5 April, 2020 “The weird turn pro” – Hunter S Thompson, 1971
“When the going gets weird, the weird turn pro” – Hunter S Thompson, Fear and Loathing in Las Vegas, 1971. That quote doesn’t relate to anything in particular, other than each time I encounter another coronavirus related inconvenience – all of mine have been minor – I think “this is weird.” If someone you care about has died from it, you have my deepest sympathy. But since I first heard the word “coronavirus” in February or March, it’s mostly just been… weird.
Today is the thirty-second anniversary of my accident. What a way to celebrate – Yuki came home from his winter travels and joined Mackey and Turner and me at the river this morning! Dogs standing on warm granite under a blue sky on a 400 million year old river – this is the opposite of weird:
We hiked a little deeper in the park and paused a moment for this one:
I experience and think and read about gratitude regularly, mainly since I lived through this day 1988. Gabby Giffords in early 2011 survived being shot through her brain. I mean, think about that – for a moment – if you can. In an assassination attempt a man shot her in the forehead with a nine millimeter pistol. He kept shooting and shooting and killed six people, including a nine year old girl. But that’s not what this blog post is about.
Neither is it about coronavirus, though that’s why the going is getting weird. But she wrote an article in Friday’s (4/3/2020) USA Today called [[What I learned fighting for my life. And why it can help America now.]]. She talked about being kind to one another, which of course is more important now while we all – everybody on this planet – go through this. She wrote “Each gesture, however small, is a stitch in the quilt that keeps our communities connected.“ More on that later. I have a few pictures this week.

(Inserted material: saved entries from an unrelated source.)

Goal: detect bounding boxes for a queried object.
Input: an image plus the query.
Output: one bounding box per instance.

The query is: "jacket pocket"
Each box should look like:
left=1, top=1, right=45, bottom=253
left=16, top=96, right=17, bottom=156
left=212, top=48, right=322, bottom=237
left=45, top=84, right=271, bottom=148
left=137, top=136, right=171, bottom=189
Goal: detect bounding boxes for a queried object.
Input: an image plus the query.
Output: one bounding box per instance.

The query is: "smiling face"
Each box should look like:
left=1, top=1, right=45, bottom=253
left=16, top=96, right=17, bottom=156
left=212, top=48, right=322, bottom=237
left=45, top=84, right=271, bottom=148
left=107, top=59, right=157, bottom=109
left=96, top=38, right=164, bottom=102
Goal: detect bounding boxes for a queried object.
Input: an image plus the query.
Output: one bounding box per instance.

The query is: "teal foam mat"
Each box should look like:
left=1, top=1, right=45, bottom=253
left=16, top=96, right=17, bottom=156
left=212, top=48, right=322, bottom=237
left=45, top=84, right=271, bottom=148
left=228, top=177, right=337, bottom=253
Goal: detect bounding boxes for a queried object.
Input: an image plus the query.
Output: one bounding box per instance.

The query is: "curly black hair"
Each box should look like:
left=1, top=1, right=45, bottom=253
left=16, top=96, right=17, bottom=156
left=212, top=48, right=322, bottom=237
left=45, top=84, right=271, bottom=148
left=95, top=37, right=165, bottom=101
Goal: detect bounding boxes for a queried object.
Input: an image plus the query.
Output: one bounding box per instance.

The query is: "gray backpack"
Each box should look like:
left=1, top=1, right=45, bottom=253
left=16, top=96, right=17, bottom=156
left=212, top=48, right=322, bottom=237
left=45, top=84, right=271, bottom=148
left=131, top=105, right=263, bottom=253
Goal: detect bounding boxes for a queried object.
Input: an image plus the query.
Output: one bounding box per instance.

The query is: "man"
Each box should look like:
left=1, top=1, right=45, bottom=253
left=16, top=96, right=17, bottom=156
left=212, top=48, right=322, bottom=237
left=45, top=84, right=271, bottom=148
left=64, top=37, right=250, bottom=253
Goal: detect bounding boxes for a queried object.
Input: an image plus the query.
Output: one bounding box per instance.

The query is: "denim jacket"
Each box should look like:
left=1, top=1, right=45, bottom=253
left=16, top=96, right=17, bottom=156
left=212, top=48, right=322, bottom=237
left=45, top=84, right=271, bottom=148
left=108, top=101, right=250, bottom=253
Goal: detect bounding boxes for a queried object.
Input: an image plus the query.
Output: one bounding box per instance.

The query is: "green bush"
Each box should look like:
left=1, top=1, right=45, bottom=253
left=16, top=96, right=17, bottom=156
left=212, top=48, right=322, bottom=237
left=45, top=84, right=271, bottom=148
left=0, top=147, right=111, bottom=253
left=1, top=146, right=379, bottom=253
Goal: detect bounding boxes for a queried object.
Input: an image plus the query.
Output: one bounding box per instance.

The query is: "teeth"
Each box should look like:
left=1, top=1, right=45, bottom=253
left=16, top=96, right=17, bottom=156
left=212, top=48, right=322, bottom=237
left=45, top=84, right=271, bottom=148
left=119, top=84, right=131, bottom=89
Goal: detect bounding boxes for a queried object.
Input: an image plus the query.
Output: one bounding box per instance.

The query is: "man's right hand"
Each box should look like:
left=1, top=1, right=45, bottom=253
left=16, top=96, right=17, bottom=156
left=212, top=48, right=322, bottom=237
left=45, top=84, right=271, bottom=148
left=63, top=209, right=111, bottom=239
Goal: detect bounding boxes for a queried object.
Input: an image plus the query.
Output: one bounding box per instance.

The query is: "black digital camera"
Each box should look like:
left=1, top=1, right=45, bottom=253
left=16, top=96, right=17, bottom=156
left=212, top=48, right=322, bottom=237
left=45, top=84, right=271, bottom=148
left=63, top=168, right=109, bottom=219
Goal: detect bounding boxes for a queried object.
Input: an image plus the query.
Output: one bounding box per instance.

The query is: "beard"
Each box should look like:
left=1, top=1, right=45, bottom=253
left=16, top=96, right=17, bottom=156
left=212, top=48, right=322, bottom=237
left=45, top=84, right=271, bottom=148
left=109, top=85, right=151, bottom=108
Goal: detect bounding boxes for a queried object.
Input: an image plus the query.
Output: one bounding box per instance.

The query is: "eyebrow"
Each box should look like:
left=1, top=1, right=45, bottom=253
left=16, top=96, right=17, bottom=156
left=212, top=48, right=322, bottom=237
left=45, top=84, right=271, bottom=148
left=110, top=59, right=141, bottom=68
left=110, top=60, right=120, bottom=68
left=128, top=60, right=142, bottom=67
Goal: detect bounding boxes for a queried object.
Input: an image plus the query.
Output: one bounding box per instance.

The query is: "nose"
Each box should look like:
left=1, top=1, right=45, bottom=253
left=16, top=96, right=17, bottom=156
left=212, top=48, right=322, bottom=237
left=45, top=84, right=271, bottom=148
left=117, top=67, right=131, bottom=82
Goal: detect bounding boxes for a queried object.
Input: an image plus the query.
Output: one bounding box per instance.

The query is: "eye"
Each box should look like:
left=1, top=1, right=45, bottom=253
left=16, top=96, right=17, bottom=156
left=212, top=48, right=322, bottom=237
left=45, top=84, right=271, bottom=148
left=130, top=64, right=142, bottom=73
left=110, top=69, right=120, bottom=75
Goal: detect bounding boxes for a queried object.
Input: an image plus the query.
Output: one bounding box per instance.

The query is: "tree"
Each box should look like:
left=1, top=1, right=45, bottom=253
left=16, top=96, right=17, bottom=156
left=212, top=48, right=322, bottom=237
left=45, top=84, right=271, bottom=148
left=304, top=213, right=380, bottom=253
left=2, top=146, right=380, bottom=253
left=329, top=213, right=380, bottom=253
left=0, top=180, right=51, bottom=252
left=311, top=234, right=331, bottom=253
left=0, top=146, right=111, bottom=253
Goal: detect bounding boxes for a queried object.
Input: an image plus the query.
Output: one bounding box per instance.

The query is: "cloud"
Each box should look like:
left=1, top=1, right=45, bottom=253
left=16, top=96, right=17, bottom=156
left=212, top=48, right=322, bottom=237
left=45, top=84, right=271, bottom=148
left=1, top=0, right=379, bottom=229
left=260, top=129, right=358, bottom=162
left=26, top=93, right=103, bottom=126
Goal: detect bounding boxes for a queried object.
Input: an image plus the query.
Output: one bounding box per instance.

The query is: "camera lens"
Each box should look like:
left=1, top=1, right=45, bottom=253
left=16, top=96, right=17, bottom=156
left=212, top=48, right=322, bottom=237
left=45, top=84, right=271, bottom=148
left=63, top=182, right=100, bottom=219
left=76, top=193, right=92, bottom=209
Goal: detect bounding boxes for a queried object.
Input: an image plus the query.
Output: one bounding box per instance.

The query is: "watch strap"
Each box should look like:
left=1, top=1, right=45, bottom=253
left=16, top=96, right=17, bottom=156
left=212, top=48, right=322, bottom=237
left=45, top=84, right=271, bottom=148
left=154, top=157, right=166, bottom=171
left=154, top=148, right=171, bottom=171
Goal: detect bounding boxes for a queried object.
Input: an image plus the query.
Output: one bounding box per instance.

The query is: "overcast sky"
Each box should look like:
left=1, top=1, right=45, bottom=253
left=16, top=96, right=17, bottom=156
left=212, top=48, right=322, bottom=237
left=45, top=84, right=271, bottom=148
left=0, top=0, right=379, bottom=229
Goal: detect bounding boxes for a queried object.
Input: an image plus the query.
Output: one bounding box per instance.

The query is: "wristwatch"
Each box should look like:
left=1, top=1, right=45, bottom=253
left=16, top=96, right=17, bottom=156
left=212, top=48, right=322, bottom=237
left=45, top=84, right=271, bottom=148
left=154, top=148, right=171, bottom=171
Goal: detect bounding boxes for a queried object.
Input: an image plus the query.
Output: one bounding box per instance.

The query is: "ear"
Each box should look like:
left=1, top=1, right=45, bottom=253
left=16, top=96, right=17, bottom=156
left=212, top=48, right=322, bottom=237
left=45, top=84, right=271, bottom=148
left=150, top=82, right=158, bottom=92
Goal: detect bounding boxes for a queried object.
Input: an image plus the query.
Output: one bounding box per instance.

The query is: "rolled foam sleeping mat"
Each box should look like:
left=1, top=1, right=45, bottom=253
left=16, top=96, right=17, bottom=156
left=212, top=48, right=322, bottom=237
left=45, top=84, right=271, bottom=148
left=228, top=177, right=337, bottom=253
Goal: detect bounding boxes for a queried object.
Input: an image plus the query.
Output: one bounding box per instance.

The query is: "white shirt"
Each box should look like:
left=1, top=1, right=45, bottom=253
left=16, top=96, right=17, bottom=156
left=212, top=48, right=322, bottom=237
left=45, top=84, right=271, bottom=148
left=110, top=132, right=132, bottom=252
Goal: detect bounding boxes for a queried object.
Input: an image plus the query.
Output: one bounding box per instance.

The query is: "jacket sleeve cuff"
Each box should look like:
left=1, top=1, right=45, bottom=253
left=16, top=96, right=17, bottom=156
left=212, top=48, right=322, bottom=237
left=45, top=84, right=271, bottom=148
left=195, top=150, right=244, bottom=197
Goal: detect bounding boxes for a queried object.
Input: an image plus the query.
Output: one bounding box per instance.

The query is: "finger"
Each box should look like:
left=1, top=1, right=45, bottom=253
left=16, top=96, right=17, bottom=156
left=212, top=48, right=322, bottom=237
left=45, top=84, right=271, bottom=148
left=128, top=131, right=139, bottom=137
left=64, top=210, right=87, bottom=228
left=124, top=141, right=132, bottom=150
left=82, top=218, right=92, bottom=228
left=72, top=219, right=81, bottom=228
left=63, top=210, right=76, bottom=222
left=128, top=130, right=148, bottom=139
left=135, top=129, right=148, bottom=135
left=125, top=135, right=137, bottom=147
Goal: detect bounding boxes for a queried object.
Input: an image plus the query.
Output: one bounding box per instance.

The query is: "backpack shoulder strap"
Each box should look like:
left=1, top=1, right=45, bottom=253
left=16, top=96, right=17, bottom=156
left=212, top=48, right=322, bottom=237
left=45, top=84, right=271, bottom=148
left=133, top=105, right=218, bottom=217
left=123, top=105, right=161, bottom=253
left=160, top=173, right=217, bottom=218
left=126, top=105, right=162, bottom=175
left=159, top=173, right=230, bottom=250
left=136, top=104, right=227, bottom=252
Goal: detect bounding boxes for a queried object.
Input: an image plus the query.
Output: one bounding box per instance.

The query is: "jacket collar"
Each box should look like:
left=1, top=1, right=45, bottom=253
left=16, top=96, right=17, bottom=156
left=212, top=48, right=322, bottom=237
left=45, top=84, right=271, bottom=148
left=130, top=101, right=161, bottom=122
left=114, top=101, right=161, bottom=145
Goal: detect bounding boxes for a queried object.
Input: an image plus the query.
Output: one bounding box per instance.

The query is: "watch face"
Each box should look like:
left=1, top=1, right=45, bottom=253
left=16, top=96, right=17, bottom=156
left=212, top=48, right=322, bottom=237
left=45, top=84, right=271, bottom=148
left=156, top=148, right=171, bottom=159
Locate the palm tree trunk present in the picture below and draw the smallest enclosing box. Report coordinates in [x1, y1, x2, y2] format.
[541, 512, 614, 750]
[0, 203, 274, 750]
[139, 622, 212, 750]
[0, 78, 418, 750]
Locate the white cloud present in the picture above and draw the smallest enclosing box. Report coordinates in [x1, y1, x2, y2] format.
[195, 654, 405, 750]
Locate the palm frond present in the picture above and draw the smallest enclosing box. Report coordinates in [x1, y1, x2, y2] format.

April has begun and central Virginia is bursting at the seams. Here’s a mayapple flower from our hike this morning:
And here are gardenias Evelyn brought home. Have you ever smelled a gardenia? If not, smell one. Your life will get better and it will remain better, even after you stop smelling gardenias. That’s just the way they are. Don’t take my word for it – find one and smell it. If you have smelled one before, it might not have been in 2020 – they’re just starting out. Find one and smell it! Here’s one of our beauties:
The dogwoods will be done flowering very soon. I took this one in our front yard today:
I have a handful more pictures. But first, I read an article in Friday’s NYT called I Never Used My Computer on the Sabbath — Until the Coronavirus. It was written by a man named Avi S. Olitzky, a rabbi in Minnesota. It’s a great article – it comes with my strongest recommendation. But my favorite part – by far – was the final sentence: “Meeting people where they are, bringing light into their dark corners — that is how you change and build a world.“ That sentence was perfectly true a thousand years ago, before there was a computer to use, or ten thousand years ago, before there was such a word as “sabbath.” When we’re looking back on the Spring of 2020, when the going got really weird, if we can recall the importance of “Meeting people where they are, bringing light into their dark corners,“ we’ll be making the world a better place.
Wow – I’ve “talked” (written) way too much. Here is one of my favorite pictures from this week. A purple martin from Bryan Park:
This is half a mile down the street from our house, near Patterson Avenue:
The NYT must be printing old articles. I had a quote in my notes for this week and when I looked it up just now, I found it was from a Times article from September of last year! No matter. The article was called “The Trick to Life is to Keep Moving – What my friendship with a woman 51 years my senior taught me about growing up” by a woman named Devi Lockwood. I think just the title caught me – “the trick to life is to keep moving.”
I’m going to need to move to my bed soon – I’m running out of gas! I’m working less so I’m exercising more and it’s catching up with me! Wow (again) I haven’t put up a picture of a pawpaw flower! They have to be the homeliest flowers ever. Or anyway after looking at gardenias and mayapples and redbuds and so forth. The fruit is the opposite of homely – think of eating a gardenia. It tastes so good you practically never want to taste another flavor. But for now, there’s a homely flower:
I almost forgot – there are ospreys everywhere – except where I can get a reasonable picture. But I got a handful of adequate ones so I’ll close with a couple – and come back next week! All best,
This is zoomed in too far, but it’s always amazing (IMO) to see one actually holding a fish:
And this one’s zoomed out too far, but the light and the scenery are pleasing. I took this one this morning:
Thanks for this, Jay. If it were on FB, it would get a LOVE! Nancy
Thank you Nancy! One of the “weirdest” things about now (for me) is how nice and kind and beautiful everything looks against the background of this virus problem. The ugliness of the virus pushes the beauty of everything else into sharper relief. Have an excellent week!